Per il giurista la commissione parlamentare guidata da Colosimo “svolge indagini su Via D’Amelio che spettano ai pm: è diventata uno strumento di confusiva sovrapposizione rispetto al lavoro della magistratura”. La pista mafia e appalti? “Un mito aprioristico come la Trattativa”
“Questa commissione Antimafia la chiuderei. E’ diventata uno strumento di confusiva sovrapposizione rispetto ad alcune indagini in corso. Invade terreni che non le competono”. E’ netta la posizione di Giovanni Fiandaca, emerito di Diritto penale all’Università di Palermo, nei confronti dell’attività condotta dalla commissione parlamentare presieduta da Chiara Colosimo, incentrata sulla strage di Via D’Amelio e sull’indagine mafia e appalti. “La vera funzione della commissione Antimafia sarebbe quella di svolgere indagini sul fenomeno generale delle mafie, verificare l’adeguatezza delle leggi, suggerire miglioramenti o modifiche, studiare possibili interventi socio-economici da realizzare in funzione preventiva, non concentrarsi su un’indagine specifica come sta accadendo ora, cercando di acquisire elementi di verità al di là di ciò che i processi sono giunti a fare”, dice Fiandaca al Foglio.
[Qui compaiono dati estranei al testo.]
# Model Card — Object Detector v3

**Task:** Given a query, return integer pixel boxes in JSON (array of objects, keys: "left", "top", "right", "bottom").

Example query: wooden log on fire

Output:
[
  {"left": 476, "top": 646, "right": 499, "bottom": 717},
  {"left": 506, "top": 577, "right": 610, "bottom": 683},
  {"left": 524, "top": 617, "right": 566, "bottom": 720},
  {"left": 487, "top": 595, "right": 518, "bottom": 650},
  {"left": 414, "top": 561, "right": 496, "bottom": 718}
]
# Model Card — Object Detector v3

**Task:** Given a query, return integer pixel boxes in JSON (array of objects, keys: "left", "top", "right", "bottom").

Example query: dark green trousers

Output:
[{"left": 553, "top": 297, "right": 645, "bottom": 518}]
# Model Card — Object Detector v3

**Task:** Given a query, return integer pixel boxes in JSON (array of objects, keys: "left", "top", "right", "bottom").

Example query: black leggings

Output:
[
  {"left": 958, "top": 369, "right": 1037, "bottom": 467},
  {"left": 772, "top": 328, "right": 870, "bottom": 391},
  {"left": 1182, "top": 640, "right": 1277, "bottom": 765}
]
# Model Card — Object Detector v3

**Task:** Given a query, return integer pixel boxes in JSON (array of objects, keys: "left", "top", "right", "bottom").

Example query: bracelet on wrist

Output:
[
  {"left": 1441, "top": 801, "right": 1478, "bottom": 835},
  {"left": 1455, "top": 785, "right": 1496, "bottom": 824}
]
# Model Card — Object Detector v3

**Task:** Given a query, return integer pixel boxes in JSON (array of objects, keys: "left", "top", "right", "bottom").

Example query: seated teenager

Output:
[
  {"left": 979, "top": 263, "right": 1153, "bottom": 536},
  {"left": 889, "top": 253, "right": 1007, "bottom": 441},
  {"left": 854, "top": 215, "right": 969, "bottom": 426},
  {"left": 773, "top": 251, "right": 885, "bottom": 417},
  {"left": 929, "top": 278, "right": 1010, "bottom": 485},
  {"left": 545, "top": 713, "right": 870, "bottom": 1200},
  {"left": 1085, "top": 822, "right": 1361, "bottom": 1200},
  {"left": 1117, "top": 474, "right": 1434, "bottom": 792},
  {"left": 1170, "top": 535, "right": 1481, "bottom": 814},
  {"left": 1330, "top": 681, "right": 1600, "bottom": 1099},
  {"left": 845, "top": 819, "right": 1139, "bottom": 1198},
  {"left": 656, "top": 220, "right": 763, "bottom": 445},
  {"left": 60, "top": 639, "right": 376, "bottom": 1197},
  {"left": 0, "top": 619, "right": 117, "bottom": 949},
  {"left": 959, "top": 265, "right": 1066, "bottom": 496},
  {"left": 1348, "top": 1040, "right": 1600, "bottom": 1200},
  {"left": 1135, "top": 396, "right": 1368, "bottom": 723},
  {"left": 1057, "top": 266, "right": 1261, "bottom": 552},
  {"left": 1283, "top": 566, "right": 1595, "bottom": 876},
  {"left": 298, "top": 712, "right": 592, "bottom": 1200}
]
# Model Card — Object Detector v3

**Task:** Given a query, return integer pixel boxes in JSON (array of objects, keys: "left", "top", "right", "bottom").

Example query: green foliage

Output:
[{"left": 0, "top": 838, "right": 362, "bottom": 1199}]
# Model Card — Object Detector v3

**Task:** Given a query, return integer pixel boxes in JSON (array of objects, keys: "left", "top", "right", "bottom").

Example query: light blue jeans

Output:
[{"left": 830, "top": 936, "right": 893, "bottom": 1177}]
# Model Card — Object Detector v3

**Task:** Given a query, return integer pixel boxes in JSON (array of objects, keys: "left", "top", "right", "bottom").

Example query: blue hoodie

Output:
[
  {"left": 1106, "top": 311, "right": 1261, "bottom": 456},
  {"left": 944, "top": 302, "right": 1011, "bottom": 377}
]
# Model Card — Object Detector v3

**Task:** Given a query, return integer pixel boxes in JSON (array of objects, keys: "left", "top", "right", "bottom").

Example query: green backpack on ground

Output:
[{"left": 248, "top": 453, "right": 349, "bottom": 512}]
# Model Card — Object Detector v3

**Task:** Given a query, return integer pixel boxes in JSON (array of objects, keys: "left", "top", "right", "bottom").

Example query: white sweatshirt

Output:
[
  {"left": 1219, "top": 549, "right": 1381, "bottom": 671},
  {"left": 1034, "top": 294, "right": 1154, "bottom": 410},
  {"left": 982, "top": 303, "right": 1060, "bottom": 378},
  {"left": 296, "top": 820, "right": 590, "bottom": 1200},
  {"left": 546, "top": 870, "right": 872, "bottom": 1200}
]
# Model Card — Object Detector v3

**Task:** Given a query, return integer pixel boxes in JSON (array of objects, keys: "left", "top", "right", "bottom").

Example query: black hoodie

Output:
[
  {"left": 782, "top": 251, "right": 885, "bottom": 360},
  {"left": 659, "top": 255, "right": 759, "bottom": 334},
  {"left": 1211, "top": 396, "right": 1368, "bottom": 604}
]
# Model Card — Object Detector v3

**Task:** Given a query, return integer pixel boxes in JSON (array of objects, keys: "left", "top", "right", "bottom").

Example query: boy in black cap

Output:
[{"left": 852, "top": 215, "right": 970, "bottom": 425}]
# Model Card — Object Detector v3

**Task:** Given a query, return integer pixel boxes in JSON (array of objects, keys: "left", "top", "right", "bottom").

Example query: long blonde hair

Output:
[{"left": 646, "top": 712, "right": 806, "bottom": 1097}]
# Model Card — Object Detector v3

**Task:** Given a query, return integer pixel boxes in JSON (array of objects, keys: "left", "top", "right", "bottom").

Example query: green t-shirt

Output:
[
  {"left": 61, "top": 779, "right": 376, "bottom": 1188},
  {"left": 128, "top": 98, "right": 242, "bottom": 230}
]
Da quando si è insediata, la commissione Antimafia ha infatti concentrato le sue attenzioni sull’indagine mafia e appalti, condotta agli inizi degli anni Novanta dall’allora comandante del Ros dei Carabinieri, Mario Mori, e dal colonnello Giuseppe De Donno su indicazione prima di Giovanni Falcone e poi di Paolo Borsellino. Proprio su ciò che è avvenuto attorno a questa indagine, che venne in gran parte archiviata subito dopo la strage di Via D’Amelio, si sono focalizzati i pm di Caltanissetta, che sono giunti a iscrivere nel registro degli indagati persino l’ex procuratore di Roma Giuseppe Pignatone e l’ex sostituto procuratore a Palermo, Gioacchino Natoli.
Per Fiandaca si sta assistendo a un “allineamento deprecabile tra la procura di Caltanissetta e la commissione Antimafia”: “Sembra che entrambe convergano nel sostenere la tesi del ruolo centrale delle indagini sugli appalti per spiegare la strage di Via D’Amelio, col risultato che si sovrappongono due verità aprioristiche: c’è il centrodestra, con la procura di Caltanissetta che ne ha sposato le posizioni, che prospetta l’indagine sugli appalti come ragione giustificatrice della strage in cui venne ucciso Borsellino, poi ci sono i vari magistrati alla Scarpinato e forze politiche di centrosinistra che tendono a ridimensionare questa verità e a riprospettare, nonostante la bocciatura in Cassazione, l’altro mito della Trattativa. Quindi ci sono due miti aprioristici e contrapposti”, afferma Fiandaca. “Ma è possibile che il Consiglio superiore della magistratura, il ministro della Giustizia Carlo Nordio o altri esponenti politici non dicano niente su questa interazione perversa?”, si chiede Fiandaca.
Qualcuno potrebbe dirle che c’è una sentenza, quella del processo Borsellino-ter, che individua l’attenzione posta da Borsellino all’inchiesta mafia e appalti come un possibile elemento che avrebbe indotto Cosa nostra a uccidere il magistrato. “Ma nella sentenza c’è la prospettazione di una mera ipotesi astratta. Non c’è alcun elemento concreto che accrediti questa ricostruzione”, risponde il giurista.
Fiandaca è critico anche sulla procura di Caltanissetta, che ha fatto perquisire tre abitazioni dell’ex procuratore nisseno Giovanni Tinebra, morto nel 2017, alla ricerca dell’agenda rossa di Borsellino: “Bisogna essere molto prudenti prima di muovere ipotesi molto infamanti contro soggetti deceduti, che quindi non possono difendersi, coinvolgendo anche i famigliari. Inoltre mi sembra che la procura enfatizzi in maniera eccessiva la presunta appartenenza di Tinebra a un gruppo massonico di Nicosia, che con tutto il rispetto non è il centro del mondo”. Insomma, i teoremi non finiscono mai.